SEDIMENTOLOGY AND STRATIGRAPHIC ARCHITECTURE OF QUATERNARY PALEOCHANNEL FILL SUCCESSIONS ALONG THE INNER SHELF OF SOUTH CAROLINA, USA
As part of a 2015 regional sand resource assessment, a dense grid of high resolution subbottom (Chirp) data was acquired off the coast of Folly Beach, South Carolina by the Bureau of Ocean Energy Management (BOEM). These data provide the spatial resolution required to reconstruct paleochannel connectivity and define the internal stratigraphic architecture of paleochannel and paleovalley successions.
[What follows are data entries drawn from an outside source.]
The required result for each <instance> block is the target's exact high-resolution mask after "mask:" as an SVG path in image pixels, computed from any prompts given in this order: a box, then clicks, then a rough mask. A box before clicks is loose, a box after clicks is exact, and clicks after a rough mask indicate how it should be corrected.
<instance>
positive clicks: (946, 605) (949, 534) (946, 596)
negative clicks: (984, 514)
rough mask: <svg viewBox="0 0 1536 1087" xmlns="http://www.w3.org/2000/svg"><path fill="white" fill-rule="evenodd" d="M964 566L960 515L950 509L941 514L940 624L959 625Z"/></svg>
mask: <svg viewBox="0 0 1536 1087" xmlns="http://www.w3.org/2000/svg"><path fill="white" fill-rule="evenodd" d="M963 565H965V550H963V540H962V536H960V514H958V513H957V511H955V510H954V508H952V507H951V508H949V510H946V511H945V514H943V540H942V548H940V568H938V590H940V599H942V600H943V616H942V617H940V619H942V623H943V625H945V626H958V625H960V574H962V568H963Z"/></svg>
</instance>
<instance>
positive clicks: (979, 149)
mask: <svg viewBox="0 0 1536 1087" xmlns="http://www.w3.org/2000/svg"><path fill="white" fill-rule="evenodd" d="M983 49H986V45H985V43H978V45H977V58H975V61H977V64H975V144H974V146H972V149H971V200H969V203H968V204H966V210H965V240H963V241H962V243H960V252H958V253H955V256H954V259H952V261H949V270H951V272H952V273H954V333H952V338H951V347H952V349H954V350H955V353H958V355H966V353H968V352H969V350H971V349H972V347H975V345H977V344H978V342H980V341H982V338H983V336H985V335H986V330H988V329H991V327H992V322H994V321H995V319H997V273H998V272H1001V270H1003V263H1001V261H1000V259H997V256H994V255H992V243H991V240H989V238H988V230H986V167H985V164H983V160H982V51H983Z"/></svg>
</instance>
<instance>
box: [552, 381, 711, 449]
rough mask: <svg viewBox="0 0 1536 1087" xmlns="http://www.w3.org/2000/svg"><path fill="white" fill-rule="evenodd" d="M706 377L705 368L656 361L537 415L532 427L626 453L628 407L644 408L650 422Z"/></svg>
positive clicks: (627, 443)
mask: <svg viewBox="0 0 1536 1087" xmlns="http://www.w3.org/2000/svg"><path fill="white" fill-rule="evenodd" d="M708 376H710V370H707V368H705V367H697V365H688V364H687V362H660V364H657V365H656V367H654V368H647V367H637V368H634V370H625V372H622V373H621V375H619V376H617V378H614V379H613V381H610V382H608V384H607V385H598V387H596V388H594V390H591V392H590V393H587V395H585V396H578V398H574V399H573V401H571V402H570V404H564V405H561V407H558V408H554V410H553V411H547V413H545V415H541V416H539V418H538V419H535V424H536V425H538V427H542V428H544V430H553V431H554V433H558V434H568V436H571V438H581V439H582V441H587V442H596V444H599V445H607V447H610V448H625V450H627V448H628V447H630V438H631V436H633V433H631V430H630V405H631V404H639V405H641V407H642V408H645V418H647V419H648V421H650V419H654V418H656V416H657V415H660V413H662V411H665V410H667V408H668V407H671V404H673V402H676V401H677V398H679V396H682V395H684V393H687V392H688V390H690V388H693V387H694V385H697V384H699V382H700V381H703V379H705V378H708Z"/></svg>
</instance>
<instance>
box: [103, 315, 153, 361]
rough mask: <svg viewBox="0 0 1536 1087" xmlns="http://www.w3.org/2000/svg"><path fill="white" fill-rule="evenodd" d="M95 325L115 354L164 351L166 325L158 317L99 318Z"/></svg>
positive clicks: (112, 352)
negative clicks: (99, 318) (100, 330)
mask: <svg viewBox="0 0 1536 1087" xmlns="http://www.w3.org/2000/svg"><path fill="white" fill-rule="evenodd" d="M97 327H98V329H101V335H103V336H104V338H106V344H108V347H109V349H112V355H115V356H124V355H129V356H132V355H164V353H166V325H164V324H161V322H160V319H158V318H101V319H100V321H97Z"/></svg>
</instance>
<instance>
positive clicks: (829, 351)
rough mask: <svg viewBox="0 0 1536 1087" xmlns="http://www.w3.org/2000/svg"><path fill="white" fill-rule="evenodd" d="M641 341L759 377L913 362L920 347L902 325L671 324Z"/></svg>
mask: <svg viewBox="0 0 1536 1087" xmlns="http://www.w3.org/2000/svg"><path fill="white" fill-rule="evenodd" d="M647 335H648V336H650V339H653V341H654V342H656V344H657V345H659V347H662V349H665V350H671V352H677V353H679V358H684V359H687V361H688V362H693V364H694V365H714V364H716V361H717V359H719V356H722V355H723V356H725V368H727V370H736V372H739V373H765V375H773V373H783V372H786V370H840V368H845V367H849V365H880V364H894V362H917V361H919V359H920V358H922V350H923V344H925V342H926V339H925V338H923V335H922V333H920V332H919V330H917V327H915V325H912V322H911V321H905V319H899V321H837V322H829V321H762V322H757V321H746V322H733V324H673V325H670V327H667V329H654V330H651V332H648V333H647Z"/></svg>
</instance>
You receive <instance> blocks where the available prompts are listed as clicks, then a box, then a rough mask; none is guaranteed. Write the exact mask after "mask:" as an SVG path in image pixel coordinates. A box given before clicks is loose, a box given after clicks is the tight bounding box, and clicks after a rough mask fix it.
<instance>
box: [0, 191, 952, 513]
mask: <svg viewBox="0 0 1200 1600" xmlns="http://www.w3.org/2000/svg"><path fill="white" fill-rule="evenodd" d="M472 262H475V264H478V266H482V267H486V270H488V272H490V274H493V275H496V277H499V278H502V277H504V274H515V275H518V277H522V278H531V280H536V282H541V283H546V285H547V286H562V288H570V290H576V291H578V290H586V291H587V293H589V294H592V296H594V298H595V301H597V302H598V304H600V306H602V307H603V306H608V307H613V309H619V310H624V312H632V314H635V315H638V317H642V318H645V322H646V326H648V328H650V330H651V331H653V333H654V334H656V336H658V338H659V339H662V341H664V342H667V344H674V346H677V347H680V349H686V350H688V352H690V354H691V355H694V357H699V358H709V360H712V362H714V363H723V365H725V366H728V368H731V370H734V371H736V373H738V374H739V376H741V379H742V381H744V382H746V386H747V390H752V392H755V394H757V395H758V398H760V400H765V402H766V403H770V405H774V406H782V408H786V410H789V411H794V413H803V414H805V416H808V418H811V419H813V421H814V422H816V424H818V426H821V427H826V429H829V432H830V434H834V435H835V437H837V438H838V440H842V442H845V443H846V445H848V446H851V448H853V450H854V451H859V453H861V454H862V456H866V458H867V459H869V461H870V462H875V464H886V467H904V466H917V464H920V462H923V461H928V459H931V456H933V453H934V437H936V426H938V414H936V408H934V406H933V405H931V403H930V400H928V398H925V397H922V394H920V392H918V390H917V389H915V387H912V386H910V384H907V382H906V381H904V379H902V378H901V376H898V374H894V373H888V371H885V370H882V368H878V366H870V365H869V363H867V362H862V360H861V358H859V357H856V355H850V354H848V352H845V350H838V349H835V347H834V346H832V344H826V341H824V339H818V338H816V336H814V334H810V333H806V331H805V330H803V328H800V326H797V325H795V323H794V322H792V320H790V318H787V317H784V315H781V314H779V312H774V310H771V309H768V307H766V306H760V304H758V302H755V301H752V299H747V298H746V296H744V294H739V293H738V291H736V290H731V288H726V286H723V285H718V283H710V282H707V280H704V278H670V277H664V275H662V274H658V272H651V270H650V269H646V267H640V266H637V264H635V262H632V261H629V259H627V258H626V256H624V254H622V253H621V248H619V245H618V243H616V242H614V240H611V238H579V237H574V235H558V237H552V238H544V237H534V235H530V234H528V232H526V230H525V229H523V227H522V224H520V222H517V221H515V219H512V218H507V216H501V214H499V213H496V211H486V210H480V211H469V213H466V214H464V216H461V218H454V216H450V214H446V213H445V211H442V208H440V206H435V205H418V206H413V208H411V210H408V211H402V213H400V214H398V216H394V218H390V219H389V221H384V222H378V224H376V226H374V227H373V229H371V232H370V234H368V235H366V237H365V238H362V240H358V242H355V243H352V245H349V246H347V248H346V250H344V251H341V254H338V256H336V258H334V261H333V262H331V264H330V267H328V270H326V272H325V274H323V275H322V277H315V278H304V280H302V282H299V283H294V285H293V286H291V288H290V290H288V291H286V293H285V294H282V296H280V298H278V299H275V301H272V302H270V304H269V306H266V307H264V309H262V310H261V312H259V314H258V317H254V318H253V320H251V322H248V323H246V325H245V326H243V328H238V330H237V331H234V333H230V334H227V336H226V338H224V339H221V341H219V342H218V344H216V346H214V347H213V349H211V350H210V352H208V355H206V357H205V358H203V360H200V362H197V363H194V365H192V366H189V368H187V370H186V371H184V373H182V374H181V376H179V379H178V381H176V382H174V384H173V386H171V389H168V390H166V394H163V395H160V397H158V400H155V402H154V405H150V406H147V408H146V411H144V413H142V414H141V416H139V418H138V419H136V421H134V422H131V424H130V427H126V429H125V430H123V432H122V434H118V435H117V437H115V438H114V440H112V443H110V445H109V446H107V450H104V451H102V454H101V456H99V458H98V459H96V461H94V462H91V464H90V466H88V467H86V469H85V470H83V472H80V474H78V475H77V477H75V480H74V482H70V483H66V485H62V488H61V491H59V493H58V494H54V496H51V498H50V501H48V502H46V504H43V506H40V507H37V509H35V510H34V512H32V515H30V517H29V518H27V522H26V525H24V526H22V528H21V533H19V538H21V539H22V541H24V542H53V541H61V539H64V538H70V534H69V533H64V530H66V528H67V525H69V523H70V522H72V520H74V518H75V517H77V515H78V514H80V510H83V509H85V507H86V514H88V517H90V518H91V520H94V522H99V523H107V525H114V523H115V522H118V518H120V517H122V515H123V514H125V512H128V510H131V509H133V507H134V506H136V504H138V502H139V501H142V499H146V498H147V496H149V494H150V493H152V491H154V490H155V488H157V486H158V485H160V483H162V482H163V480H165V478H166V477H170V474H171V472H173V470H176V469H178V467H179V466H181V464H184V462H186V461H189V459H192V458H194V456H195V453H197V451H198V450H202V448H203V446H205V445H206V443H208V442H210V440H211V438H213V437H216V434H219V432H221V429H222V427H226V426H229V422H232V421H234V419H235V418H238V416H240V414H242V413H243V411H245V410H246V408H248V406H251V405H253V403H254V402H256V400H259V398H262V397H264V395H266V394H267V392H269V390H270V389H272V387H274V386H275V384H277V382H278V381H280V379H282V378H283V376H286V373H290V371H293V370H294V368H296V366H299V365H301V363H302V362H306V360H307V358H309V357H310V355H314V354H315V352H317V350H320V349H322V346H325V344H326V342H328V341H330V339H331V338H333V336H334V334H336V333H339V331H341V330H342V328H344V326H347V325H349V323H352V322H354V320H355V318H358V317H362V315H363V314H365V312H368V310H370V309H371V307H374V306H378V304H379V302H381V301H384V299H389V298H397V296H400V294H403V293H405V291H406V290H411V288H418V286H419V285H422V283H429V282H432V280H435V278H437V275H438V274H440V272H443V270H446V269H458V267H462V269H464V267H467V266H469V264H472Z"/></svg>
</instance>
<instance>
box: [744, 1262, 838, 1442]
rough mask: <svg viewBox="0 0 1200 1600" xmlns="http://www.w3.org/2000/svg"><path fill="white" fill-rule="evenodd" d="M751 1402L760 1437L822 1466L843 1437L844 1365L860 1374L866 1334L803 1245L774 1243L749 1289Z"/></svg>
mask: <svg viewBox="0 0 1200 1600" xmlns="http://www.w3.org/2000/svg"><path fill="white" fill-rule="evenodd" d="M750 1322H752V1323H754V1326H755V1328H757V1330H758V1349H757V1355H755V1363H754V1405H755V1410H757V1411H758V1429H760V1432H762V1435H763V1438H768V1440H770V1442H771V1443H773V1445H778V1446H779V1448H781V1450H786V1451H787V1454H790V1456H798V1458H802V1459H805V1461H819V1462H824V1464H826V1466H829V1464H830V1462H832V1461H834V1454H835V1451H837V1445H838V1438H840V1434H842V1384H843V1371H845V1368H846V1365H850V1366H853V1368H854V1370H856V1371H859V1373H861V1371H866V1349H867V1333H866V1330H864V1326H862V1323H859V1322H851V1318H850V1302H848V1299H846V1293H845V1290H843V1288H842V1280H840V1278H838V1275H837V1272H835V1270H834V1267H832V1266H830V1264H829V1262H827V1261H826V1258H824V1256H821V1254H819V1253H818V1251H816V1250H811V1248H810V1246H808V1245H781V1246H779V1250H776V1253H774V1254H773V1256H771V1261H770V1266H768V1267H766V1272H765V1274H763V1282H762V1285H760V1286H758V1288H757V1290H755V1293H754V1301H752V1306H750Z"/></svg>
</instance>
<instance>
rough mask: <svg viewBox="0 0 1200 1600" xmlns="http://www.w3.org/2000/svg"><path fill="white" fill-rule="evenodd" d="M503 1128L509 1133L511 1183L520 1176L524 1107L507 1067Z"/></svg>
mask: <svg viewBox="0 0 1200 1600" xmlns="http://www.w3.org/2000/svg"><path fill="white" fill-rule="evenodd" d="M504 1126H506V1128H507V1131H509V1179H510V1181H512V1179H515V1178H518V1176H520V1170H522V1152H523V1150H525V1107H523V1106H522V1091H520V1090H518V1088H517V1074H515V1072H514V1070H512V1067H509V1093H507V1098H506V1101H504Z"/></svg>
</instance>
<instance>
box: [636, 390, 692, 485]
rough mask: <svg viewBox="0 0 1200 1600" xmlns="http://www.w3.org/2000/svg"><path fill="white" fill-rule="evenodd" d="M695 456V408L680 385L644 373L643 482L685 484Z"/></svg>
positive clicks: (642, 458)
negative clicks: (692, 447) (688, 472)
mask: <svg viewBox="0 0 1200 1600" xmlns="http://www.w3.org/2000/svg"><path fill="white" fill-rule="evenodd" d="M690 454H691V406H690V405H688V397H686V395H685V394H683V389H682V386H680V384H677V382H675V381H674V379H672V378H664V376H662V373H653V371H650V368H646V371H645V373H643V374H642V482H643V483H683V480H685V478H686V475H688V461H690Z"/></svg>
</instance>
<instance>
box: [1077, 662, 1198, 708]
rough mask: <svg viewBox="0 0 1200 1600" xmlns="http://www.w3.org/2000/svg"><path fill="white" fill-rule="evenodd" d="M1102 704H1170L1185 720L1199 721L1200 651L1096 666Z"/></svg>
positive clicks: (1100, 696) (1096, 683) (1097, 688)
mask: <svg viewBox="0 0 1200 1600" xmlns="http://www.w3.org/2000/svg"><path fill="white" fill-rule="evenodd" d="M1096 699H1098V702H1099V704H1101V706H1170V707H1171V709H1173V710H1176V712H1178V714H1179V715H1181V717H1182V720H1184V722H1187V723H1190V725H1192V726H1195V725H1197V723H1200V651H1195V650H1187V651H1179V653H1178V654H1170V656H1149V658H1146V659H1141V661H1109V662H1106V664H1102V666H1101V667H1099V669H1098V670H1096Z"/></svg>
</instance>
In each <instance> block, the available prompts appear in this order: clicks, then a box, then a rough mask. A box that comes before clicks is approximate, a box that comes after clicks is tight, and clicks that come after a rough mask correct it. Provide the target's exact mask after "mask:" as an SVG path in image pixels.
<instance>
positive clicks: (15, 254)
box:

Paleochannel fills exhibits concentric, asymmetrical, or horizontal geometries reflect varying degrees of erosion, aggradation, and accretion. Paleovalleys exhibit vertical relief of up to 10 meters and apparent widths of up to 3 kilometers. Within paleovalleys, individual channels are arranged in both multistory and multilateral configurations that are the result of changes in localized autogenic processes as well as regional allogenic controls that influenced accommodation.
In addition to geophysical data, 52 meters of sediment core recovered from 9 locations provide the control necessary to reconstruct depositional processes associated with this architecture. Detailed physical descriptions including sediment composition, lithology, and physical structures; geochemical analysis; 14C dating; and AAR age estimates of cored intervals reveal channel fill that was deposited during the mid-Holocene and was dominated by tidally-influenced processes in low to mixed energy, estuarine and backbarrier settings.